05/08/2020 - 19:55
Ao ver feridos ensanguentados caídos nas ruas e enchendo os hospitais de Beirute, o cirurgião Antoine Qurban, machucado na cabeça, teve a impressão de reviver as cenas apocalípticas de seus anos no Afeganistão.
O sexagenário tomava café com um amigo nesta terça-feira, quando foi lançado a 20 metros de distância pela onda expansiva das explosões que destruíram o porto de Beirute e arredores. Ao receberem mais de 100 mortos e 4 mil feridos, os hospitais da cidade ficaram rapidamente saturados.
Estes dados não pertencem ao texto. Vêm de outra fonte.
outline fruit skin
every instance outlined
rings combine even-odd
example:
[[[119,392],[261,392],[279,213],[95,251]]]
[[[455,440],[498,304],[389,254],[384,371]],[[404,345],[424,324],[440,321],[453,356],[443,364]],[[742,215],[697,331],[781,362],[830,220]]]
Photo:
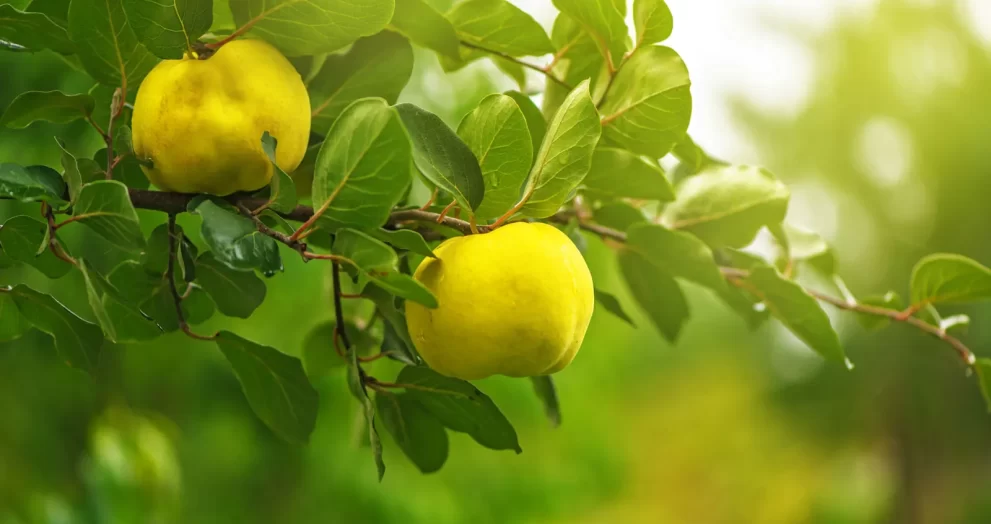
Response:
[[[310,137],[310,97],[299,73],[261,40],[234,40],[206,60],[164,60],[138,89],[134,153],[160,189],[228,195],[268,184],[262,133],[292,172]]]
[[[434,254],[414,277],[439,306],[406,301],[406,322],[435,371],[465,380],[528,377],[561,371],[575,358],[595,295],[564,233],[520,222],[449,239]]]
Com a cabeça sangrando, Qurban buscou atendimento em vários locais, até que um desconhecido o transportou de moto até o hospital Geitawi, onde cenas “apocalípticas” o aguardavam. “Vi feridos ensanguentados na beira de estradas e caídos no chão no pátio do hospital. Um médico suturou minha ferida quando eu estava sentado na rua, e depois de horas de espera”, contou.
“Lembrei do que me acostumei a ver anos atrás, durante minhas missões humanitárias no Afeganistão”, descreveu o médico. Na manhã de hoje, quando ele realizou exames no Hôtel-Dieu de Beirute, presenciou uma situação caótica. Nos corredores, viam-se mães preocupadas com crianças feridas. Aparentando estar perdido, um idoso procurava a mulher, que havia sido transferida para outro centro médico.
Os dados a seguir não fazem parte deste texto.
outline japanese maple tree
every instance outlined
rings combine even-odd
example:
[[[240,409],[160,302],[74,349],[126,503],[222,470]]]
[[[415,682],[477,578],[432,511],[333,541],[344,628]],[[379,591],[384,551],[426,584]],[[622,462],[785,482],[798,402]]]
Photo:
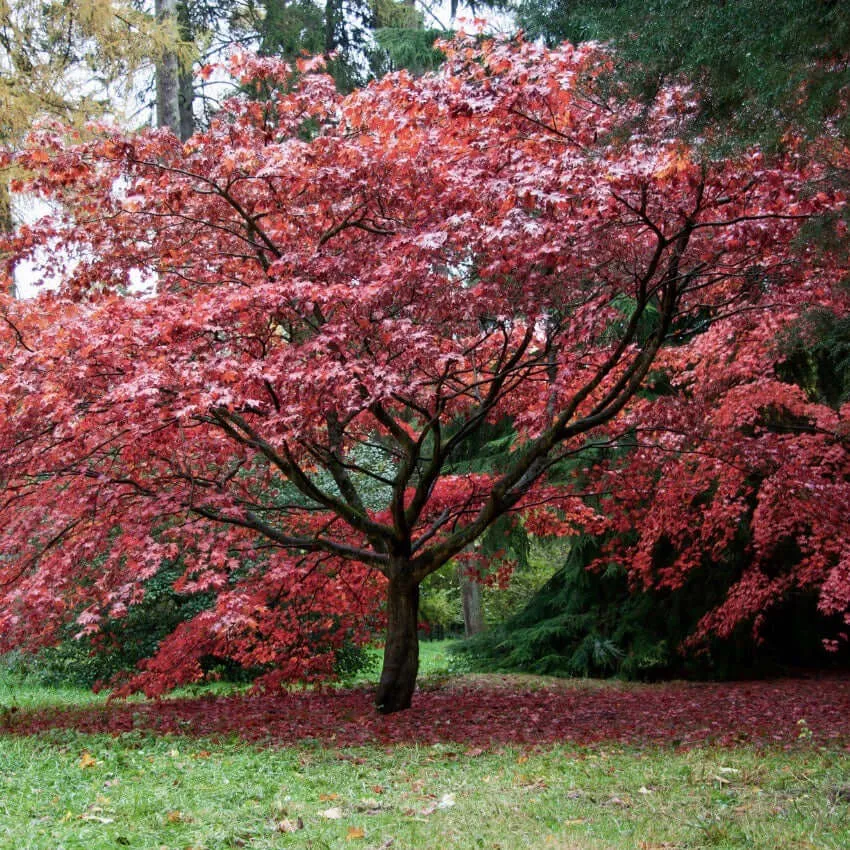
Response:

Os celulares não param de tocar. A cada conversa, vozes anônimas em meio à multidão repetem a mesma história. “Sobreviveu por milagre”, diz uma mulher. Angustiado com as chamadas incessantes, um ferido passa o telefone para a irmã: “Não consigo falar.”
– Anunciar as mortes –
Apenas o Hôtel-Dieu recebeu durante a noite 300 feridos e 13 mortos, segundo seu diretor médico, George Dabar. “Durante a guerra civil, fazia minha residência aqui. Nunca vi cenas como a de ontem”, contou à AFP o médico, instalado em frente ao seu computador. “É difícil dizer a um pai que tenta salvar a filha que ela já morreu.”
Para os hospitais libaneses, já afetados pela crise econômica e a pandemia do novo coronavírus, o drama de ontem representa uma catástrofe. Em outros dois centros médicos, cinco enfermeiras morreram enquanto trabalhavam, com a queda do teto e o impacto de estilhaços.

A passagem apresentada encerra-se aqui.